X_pair = X_train[:, [i, j]]
y_pair = y_train

# Create meshgrid
x_min, x_max = X_pair[:, 0].min() - 1, X_pair[:, 0].max() + 1
y_min, y_max = X_pair[:, 1].min() - 1, X_pair[:, 1].max() + 1
xx, yy = np.meshgrid(np.linspace(x_min, x_max, 200),
                        np.linspace(y_min, y_max, 200))

# Fit classifier on the pair of features
gnb = GaussianNB()
gnb.fit(X_pair, y_pair)
Z = gnb.predict(np.c_[xx.ravel(), yy.ravel()])
Z = Z.reshape(xx.shape)

# Plotting decision boundary
plt.figure(figsize=(8, 6))
plt.contourf(xx, yy, Z, alpha=0.4, cmap=cmap_light)

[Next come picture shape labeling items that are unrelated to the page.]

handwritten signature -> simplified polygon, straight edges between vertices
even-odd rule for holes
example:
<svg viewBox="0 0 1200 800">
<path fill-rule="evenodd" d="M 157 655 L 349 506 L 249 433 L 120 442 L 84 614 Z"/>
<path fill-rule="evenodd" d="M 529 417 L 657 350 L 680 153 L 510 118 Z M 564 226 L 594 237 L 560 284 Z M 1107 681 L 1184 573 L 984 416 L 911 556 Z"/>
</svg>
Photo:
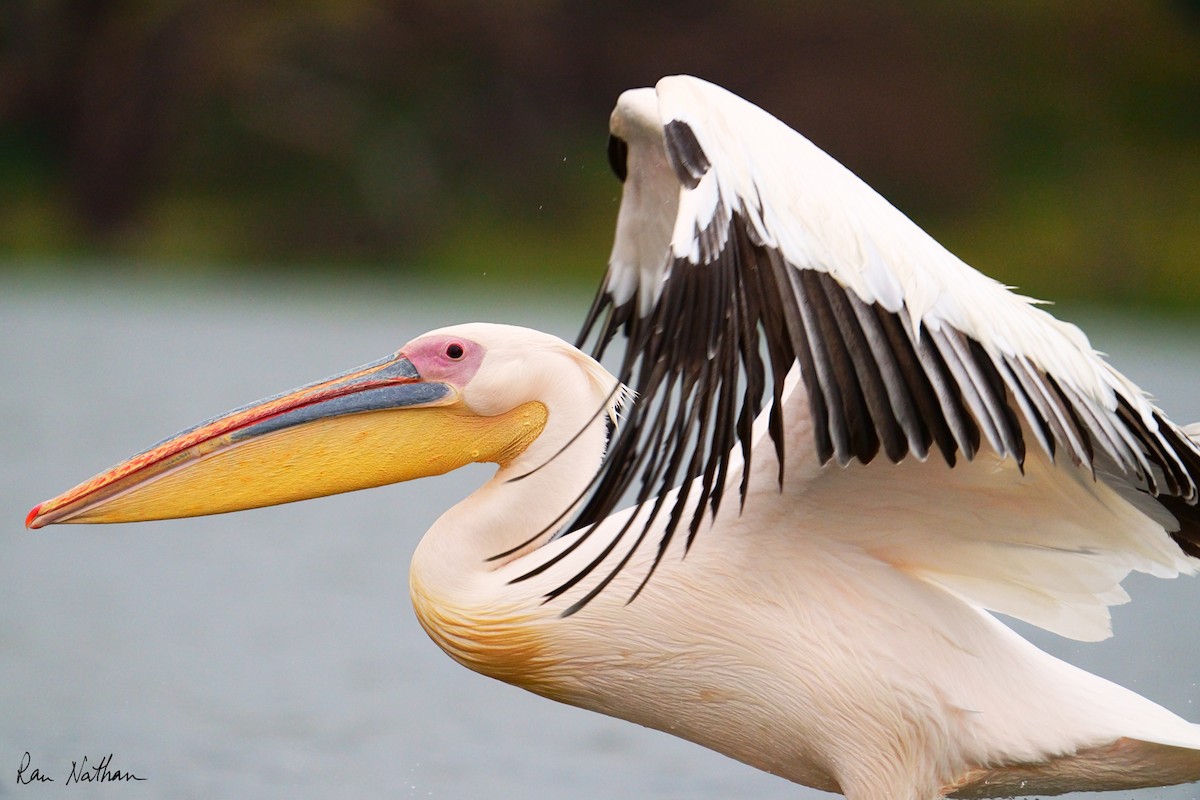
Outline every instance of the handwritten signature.
<svg viewBox="0 0 1200 800">
<path fill-rule="evenodd" d="M 138 777 L 130 770 L 113 769 L 113 753 L 104 756 L 100 759 L 98 764 L 89 764 L 88 757 L 84 756 L 80 762 L 71 762 L 71 772 L 67 774 L 67 778 L 62 782 L 62 786 L 71 786 L 72 783 L 120 783 L 127 781 L 145 781 L 144 777 Z M 20 757 L 20 764 L 17 765 L 17 786 L 29 786 L 30 783 L 54 783 L 54 778 L 43 772 L 40 768 L 32 765 L 32 757 L 30 757 L 29 751 Z"/>
</svg>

# Plotting the actual data points
scatter = plt.scatter(X_pair[:, 0], X_pair[:, 1], c=y_pair.values, s=20, cmap=ListedColormap(cmap_bold), edgecolor='k')
plt.xlabel(f"{feature_names[i]}")
plt.ylabel(f"{feature_names[j]}")
plt.title(f"Decision Boundary using features '{feature_names[i]}' and '{feature_names[j]}'")

# Custom legend handling
legend1 = plt.legend(*scatter.legend_elements(), title="Classes")
plt.gca().add_artist(legend1)

c:\Users\chris\miniconda3\envs\qutip-env\Lib\site-packages\sklearn\utils\validation.py:1339: DataConversionWarning: A column-vector y was passed when a 1d array was expected. Please change the shape of y to (n_samples, ), for example using ravel().
  y = column_or_1d(y, warn=True)

<matplotlib.legend.Legend at 0x1678d3fa790>

../../_images/c08fd65ce29a37eef934875b6f57fe58e9d5d8a41ccc67d47496f31a31e967b1.png

Exercise 10: Plotting decision boundaries #

Plot the decision boundaries for different pairs of features.
Which pairs of features seem to be the best predictors of heart disease? Which pairs of features seem to be poor predictors of heart disease?